The primary aims of this study are to 1. Develop an automated method of quantitation of RV
remodeling in terms of regional RV surface curvature and area strain and assess the
feasibility, repeatability and accuracy in normal subjects and patients with repaired TOF,
patients with PS
The secondary study aims of this study are to
1. Compare the differences of RV remodeling in repaired TOF patients, PS patients with sex
and age-matched controls 2, Assess the relationship of our proposed parameters to global RV
function and exercise capacity in repaired TOF patients and PS patient
Right ventricular (RV) function is increasingly recognized to play an important role in the
clinical status and long-term outcome in patients with congenital heart disease (CHD) as
well as ischemic cardiomyopathy with left ventricular (LV) dysfunction. However,
quantitation of RV characteristics and function, in particular for regional RV
characteristics and function, are still challenging due to its complex morphology and its
thin wall with coarse trabeculations. The remarkable improvement in survival of CHD patients
has led to a continuously growing number of grown-up CHD. In addition, some defects (e.g.,
Ebstein's anomaly) may be diagnosed for the first time in adult. Majority of these CHD
patients face a lifetime of problems including RV dilation, ventricular arrhythmias, and
sudden cardiac death. Therefore, accurate depictions of the RV remodeling process facilitate
disease would aid in surveillance and monitoring of therapeutic efficacy.
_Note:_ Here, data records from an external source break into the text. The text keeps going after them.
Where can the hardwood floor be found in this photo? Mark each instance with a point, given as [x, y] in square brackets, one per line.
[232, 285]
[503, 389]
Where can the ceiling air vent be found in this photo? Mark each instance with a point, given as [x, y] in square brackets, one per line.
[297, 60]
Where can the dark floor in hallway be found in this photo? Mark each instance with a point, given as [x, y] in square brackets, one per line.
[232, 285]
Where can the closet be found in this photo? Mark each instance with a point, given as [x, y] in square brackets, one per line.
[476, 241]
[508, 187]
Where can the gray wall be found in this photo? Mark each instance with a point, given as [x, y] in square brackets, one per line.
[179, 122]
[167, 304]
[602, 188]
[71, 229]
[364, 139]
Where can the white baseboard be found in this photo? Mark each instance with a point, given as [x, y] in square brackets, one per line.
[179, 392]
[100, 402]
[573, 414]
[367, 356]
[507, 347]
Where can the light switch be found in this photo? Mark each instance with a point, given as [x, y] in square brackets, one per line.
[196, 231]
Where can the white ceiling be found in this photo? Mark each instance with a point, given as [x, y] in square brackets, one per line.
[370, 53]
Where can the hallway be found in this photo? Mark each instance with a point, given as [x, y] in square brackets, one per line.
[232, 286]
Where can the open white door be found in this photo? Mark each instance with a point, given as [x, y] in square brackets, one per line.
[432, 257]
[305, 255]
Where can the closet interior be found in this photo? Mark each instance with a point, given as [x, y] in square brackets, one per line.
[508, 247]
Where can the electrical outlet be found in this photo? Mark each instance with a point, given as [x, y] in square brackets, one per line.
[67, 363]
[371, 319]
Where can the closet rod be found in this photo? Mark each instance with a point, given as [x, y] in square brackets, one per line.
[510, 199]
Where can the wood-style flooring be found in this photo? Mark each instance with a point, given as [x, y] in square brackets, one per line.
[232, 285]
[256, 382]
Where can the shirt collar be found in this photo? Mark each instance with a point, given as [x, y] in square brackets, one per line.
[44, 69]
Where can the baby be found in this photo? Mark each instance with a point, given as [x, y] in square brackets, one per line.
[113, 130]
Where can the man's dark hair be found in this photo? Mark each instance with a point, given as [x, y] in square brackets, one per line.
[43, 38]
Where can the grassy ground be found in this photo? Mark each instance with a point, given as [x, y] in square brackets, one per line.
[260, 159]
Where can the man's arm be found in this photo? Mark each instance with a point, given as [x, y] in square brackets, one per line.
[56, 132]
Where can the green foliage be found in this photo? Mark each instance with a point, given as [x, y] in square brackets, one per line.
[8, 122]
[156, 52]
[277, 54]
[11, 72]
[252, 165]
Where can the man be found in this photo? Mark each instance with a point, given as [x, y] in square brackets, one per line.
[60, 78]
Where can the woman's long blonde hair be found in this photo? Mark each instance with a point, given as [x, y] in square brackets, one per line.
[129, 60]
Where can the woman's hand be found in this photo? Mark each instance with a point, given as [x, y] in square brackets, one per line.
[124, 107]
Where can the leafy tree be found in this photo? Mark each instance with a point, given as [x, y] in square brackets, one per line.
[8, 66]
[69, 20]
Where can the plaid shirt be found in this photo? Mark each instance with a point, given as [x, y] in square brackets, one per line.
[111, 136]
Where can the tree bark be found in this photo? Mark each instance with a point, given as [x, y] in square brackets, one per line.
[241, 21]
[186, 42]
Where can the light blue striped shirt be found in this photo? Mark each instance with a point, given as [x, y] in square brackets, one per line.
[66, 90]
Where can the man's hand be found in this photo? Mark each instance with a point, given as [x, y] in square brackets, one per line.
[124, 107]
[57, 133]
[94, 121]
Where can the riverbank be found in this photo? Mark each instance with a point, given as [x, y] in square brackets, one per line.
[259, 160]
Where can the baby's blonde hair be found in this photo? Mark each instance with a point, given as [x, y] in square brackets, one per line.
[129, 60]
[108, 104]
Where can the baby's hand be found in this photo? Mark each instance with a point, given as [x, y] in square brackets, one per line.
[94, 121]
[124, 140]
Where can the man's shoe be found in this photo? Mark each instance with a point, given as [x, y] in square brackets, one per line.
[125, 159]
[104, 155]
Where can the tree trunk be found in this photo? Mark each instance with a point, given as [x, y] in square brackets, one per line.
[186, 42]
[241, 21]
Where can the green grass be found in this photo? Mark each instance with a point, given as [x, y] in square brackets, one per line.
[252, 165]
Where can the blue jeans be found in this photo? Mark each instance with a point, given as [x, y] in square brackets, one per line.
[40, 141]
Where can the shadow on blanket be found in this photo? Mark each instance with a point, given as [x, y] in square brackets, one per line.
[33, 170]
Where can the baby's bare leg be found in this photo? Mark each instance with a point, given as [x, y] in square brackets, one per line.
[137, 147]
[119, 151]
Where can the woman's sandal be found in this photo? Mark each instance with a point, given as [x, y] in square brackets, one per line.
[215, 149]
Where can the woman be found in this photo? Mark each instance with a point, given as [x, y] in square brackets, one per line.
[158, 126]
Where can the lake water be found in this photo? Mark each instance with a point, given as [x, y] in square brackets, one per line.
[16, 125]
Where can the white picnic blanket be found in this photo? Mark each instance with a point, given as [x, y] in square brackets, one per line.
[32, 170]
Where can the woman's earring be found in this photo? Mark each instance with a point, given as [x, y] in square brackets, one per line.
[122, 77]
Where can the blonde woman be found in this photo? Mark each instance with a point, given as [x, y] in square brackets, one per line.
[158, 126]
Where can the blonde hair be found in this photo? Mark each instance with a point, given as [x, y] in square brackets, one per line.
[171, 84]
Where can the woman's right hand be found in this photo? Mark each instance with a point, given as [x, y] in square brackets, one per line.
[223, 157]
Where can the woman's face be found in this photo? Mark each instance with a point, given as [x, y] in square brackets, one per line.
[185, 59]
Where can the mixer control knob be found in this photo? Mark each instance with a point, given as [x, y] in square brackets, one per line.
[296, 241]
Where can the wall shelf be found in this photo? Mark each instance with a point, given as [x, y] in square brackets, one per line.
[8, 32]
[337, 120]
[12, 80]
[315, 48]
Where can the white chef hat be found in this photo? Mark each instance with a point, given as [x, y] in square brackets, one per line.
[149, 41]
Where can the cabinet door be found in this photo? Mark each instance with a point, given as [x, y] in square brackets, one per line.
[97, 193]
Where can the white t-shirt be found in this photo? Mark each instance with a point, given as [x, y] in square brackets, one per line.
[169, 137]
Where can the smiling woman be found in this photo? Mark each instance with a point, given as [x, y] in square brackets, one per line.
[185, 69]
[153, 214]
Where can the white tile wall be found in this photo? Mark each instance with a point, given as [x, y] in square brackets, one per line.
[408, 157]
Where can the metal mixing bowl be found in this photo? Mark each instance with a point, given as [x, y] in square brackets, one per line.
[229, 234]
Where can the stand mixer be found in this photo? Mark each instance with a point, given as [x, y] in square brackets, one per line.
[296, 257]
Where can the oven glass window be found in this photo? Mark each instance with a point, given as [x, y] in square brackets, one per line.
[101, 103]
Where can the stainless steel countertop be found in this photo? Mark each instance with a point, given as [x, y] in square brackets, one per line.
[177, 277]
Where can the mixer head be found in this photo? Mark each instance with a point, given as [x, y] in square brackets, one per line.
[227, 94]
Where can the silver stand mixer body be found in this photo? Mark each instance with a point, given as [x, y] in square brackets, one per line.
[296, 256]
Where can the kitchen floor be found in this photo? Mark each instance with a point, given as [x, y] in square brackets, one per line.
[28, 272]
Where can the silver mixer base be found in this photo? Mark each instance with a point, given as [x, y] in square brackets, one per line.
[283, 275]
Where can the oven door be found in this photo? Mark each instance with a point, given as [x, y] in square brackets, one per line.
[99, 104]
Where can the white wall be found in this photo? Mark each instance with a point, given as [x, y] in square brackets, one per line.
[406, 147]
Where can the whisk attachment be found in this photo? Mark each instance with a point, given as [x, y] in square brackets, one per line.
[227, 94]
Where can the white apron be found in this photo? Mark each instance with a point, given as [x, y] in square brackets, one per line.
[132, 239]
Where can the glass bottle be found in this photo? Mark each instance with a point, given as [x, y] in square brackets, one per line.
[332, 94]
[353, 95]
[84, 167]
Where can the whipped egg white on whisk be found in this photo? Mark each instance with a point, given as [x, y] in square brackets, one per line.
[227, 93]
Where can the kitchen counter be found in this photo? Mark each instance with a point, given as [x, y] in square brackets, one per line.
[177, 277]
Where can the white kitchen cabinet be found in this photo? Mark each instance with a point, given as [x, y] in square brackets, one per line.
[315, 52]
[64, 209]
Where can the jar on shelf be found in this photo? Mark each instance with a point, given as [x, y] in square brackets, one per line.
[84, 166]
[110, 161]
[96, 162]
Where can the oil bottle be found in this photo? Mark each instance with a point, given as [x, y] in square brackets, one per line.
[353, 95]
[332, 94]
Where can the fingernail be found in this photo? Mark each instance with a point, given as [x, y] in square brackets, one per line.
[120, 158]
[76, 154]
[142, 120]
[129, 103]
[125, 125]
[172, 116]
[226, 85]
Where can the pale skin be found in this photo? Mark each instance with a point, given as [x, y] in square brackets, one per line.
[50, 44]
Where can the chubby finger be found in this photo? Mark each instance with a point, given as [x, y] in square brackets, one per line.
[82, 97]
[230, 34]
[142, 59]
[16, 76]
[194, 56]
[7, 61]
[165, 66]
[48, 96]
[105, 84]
CHD patients, even after corrective surgery, need lifetime surveillance and yearly clinical
evaluation. Currently, clinical evaluation includes ECG and pulse oximetries alongside
clinical examination. Investigation of anatomy and physiology of RV are changing from
invasive studies (right heart catheterization) to noninvasive imaging techniques including:
echocardiography, nuclear scintigraphy, computed tomography, and cardiac magnetic resonance
(CMR) imaging. In short, echocardiography is largely operator dependent and suffers from
poor inter-study reproducibility. The complex geometry of the RV makes it difficult to
accurately quantify its remodeling before and after intervention. Nuclear scintigraphy and
computed tomography are constrained by the need for ionizing radiation as well as the poor
temporal resolution of the technique. CMR has been considered the golden reference technique
for RV volume and ejection fraction.
From current state-of-the-art in CMR, generation of RV volume and ejection fraction, global
measures of RV remodeling, requires extensive manual contouring. Most important, there is
lacking of regional RV remodeling measures.